Im Osten, den 28. Dezember 1941.

Meine liebe [Ella],

Jetzt sitze ich hier und will Dir gern ein paar liebe Worte schreiben. Aber ich weiß einfach nicht wie. Mir ist zumute, als hätte mir jemand mit dem Hammer vor dem [sic] Kopf geschlagen. Ist alles so lang wie breit. Was ich Dir schreiben könnte, habe ich Dir schon x mal geschrieben es bleibt ja doch immer dasselbe. Und was ich Dir so furchtbar gern erzählen möchte, das kann ich Dir nicht schreiben. Weißt Du, des Nachts wenn ich dann nicht schlafen kann wandern meine Gedanken immer hin und her. Ich begreif mich selbst nicht. Meine Kameraden sagen immer: warum ich denn immer gleich so aufgeregt sei, sobald mal irgend eine Kleinigkeit nur, los sei.–

Liebe [Ella] ich weiß nicht, ob sich das schickt, was ich Dir jetzt erzähl. Es wird ja immer gesagt: darüber spricht man nicht. Aber was gehen mich die Leute an? Aber ich hasse sowas! Warum helfen diese klugen Leute nicht diejenigen [sic] nicht über den Berg. Wo sie dann nach meiner Ansicht selbst nicht mehr weiter wissen. Entweder sind sie dann zu feige die Dinge beim richtigen Namen zu nennen, oder es fehlt ihnen dann an passenden Worten. Dann sollen sie aber auch nicht sagen: Darüber spricht man nicht!

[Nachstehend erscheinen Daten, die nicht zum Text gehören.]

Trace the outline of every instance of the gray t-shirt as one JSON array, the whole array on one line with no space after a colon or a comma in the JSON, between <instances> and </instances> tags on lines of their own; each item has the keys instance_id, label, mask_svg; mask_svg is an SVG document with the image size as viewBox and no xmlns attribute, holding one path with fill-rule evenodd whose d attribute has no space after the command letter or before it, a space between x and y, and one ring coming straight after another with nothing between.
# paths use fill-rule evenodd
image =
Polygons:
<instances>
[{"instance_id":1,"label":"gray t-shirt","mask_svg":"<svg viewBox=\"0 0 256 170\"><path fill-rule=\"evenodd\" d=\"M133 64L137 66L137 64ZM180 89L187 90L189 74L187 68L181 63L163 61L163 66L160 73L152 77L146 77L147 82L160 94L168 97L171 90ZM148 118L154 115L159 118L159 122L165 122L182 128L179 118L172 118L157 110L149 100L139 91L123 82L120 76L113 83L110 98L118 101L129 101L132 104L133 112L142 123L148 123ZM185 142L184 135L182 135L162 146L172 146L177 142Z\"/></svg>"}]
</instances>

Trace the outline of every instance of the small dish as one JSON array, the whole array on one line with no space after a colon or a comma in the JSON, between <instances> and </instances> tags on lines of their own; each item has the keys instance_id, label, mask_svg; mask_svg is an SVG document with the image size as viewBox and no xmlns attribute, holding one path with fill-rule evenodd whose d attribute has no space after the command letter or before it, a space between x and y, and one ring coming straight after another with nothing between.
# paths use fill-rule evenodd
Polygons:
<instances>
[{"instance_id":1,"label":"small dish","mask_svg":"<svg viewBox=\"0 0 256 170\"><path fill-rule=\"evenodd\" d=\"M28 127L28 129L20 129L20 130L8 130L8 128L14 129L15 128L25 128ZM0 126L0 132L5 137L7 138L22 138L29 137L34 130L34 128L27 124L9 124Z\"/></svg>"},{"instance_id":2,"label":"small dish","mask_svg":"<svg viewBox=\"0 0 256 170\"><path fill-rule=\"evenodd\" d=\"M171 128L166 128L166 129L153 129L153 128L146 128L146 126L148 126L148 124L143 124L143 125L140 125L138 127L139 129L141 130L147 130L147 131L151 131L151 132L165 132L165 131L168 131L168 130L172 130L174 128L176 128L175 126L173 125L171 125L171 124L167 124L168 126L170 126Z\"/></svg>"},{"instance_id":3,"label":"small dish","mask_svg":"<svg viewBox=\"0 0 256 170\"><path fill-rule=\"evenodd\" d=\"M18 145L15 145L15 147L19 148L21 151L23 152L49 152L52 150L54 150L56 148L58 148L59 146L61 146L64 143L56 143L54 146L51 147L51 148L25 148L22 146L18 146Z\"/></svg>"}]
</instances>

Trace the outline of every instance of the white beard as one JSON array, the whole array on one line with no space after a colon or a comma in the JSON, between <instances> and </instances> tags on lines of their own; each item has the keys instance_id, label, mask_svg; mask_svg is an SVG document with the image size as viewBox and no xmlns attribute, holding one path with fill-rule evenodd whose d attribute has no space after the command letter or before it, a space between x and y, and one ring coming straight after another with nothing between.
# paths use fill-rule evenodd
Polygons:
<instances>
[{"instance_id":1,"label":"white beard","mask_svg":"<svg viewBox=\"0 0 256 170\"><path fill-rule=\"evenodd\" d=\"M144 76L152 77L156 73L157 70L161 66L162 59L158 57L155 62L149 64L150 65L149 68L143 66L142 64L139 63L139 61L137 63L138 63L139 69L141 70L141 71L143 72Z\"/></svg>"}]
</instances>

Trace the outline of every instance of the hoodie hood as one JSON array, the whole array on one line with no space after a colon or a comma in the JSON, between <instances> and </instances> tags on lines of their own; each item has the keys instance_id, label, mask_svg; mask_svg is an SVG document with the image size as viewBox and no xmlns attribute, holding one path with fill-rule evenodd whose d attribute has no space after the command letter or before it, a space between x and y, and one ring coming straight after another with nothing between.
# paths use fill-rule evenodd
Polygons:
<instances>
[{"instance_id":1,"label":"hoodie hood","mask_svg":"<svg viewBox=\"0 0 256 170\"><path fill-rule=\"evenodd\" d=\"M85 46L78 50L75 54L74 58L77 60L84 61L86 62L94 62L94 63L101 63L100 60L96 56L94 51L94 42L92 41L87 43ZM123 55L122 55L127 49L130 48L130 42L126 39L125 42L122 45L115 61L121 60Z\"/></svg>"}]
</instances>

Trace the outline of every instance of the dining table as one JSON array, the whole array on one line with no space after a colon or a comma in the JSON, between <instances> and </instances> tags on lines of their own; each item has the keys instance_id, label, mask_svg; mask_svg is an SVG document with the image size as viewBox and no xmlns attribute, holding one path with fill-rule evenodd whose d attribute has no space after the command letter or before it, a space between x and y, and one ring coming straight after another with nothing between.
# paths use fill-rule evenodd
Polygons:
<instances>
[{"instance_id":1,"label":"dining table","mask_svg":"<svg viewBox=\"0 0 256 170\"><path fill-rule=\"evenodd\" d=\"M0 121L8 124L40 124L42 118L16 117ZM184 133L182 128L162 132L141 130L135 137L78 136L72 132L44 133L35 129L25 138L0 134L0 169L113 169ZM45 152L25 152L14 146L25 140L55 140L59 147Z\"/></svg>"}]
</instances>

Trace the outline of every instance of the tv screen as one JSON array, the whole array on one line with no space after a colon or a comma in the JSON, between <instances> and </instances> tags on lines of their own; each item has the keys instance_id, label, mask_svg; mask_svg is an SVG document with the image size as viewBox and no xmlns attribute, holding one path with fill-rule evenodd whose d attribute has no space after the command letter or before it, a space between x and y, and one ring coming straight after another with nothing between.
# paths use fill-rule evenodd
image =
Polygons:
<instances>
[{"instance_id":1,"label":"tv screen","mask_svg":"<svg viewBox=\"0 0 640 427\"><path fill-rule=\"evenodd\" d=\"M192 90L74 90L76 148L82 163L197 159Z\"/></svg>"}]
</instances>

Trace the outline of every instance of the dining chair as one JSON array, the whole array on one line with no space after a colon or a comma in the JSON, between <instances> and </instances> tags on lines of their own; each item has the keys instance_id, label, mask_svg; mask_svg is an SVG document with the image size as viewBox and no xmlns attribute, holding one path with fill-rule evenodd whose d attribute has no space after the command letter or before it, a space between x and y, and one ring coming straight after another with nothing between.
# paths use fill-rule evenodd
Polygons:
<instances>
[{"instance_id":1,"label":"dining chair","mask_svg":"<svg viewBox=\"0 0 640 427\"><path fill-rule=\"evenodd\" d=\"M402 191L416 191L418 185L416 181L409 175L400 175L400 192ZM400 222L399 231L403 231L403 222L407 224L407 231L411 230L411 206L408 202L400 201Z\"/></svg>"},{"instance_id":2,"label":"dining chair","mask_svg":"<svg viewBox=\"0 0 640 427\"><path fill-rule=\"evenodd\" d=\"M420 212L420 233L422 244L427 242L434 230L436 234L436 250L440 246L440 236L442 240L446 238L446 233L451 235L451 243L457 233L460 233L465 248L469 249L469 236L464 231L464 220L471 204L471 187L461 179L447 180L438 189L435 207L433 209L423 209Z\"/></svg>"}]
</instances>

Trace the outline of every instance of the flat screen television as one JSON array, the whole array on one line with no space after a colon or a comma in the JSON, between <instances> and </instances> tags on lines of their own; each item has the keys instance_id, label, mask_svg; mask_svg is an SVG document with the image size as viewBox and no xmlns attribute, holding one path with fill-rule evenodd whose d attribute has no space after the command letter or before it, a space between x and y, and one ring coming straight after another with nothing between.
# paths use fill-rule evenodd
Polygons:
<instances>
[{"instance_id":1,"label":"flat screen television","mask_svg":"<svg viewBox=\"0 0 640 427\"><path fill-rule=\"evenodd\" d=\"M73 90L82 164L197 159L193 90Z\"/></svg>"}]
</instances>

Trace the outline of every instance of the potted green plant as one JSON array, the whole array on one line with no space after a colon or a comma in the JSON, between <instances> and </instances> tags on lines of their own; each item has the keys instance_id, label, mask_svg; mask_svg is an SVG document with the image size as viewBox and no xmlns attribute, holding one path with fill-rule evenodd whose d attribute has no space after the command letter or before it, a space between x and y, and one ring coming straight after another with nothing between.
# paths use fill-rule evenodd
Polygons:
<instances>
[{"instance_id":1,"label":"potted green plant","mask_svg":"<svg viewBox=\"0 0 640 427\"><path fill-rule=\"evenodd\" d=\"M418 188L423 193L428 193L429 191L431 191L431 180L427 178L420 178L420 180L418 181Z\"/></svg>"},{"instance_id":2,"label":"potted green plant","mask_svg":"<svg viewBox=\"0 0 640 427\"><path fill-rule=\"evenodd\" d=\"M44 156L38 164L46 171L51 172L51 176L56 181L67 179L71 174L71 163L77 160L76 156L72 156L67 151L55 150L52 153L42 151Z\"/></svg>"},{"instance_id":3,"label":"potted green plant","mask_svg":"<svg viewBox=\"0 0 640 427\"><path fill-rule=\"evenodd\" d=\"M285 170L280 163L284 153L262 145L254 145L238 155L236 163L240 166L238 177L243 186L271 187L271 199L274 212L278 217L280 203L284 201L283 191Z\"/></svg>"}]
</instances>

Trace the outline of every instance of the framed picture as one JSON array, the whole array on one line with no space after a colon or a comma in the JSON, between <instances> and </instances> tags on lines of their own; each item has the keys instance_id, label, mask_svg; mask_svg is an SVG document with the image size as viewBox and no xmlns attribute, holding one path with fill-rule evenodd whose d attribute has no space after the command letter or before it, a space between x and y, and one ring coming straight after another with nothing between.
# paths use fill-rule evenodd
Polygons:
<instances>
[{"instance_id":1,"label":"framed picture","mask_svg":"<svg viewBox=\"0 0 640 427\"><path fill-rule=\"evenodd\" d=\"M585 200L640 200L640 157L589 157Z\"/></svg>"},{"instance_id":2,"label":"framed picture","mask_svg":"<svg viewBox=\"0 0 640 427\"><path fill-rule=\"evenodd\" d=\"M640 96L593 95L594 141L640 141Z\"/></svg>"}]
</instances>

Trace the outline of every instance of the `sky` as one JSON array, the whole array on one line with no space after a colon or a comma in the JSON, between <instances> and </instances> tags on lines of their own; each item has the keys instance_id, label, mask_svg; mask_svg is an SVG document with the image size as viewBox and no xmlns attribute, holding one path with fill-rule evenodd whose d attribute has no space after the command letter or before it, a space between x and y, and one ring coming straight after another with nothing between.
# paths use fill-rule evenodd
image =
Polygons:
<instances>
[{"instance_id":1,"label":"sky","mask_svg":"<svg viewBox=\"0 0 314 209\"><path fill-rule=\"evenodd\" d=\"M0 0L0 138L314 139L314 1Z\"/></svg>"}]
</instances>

Also wo ich nicht mit vertig [sic] werd ist folgendes:

Ein herzensguter Freund von mir ist im Alter von 22 Jahren hier vor Leningrad gefallen. Wir kannten uns schon als Kinder. Während des Vormarsches teilten wir gemeinsam freud [sic] und Leid. Für mich war er immer ein Vorbild. In einer harten Stunde, es ist schon lange her, da war es mit meiner Kraft ziehmlich [sic] am Ende als er mir im letzten Augenblick aus dem Verderben riß. –

Hernach, Wochen später, sprachen wier [sic] mal über Dinge des täglichen Lebens. Unter anderem frug [sic] ich Ihm [sic], wo er blos [sic] immer wieder von Neuem diese gewaltige innere Kraft, dieses ungeheure innere Ausgeglichensein, hernähme. –

Daraufhin wußte er nichts zu sagen. Doch als es wieder weiter, feindwärts, ging, rief er mir lachend zu: aus meiner Heimat! Und in meiner Heimat liegt meine Zukunft und dann weil ich meine Heimat liebe – im Großen und im Kleinen. –

Heute kann ich den Freund nicht mehr weiter fragen. Er ist nicht mehr Ich frage mich nun, was ist Deine Heimat? Wer ist Deine Heimat? –

Es grüßt Dich Dein [Albert]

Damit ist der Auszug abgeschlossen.